By MOLLY DAVIDSON / Staff Writer

HELENA—“It’s not a psychological disease, it’s a medical condition,” said Helena resident Martha L. Johnson of Alzheimer’s and dementia.

Helena resident Martha L. Johnson wrote a book retelling her experience as a full-time caregiver for an Alzheimer's patient and offering advice for the millions of families touched by Alzheimer's and dementia every year. (Contributed)

Helena resident Martha L. Johnson wrote a book retelling her experience as a full-time caregiver for an Alzheimer’s patient and offering advice for the millions of families touched by Alzheimer’s and dementia every year. (Contributed)

In 2006, Johnson became the full-time caregiver of her father-in-law who was living with Alzheimer’s. Her book, “Surviving Alzheimer’s: a Caregiver’s Story,” retells her experience caring for her father-in-law and the struggles she and her family faced while her father-in-law struggled with the disease. Through her book she provides insight and advice to other families of Alzheimer’s and dementia patients.

“My main goal is to communicate, understand and take the stigmatization away from these diseases,” Johnson said. “Families don’t talk about it, they’re very embarrassed by it.”

Inspiration for the book came from the families Johnson met during her father-in-law’s time in assisted living care.

“We talked about the things we had all gone through,” said Johnson, noting that many experienced the same struggles and challenges.

Johnson encourages families to pragmatically and objectively talk about diseases like Alzheimer’s and dementia to ensure that affairs are in order and a care plan is made. However, she also urges relatives to understand what the patient is going through.

“For a family to survive, they have to understand what the sick person is going through,” Johnson said, emphasizing that Alzheimer’s and dementia “trap” patients in their own minds. “One day, they’ll forget who their family members are, and it hurts.”
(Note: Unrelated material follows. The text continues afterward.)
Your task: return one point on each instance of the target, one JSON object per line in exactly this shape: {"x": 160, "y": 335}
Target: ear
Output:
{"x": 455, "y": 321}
Johnson hopes that her book will reach a wider audience that just those immediately impacted by Alzheimer’s and dementia. More than five million people are affected by Alzheimer’s and dementia each year, and in 2013, $203 billion were spent caring for those with the diseases.

“This is aimed toward a broad audience,” Johnson said. “I am trying to touch families, neighbors, those in the medical field and the church audience.”

Johnson will be signing copies of her book at Rosenberger’s Birmingham Trunk from 1 p.m. – 3 p.m. on April 4.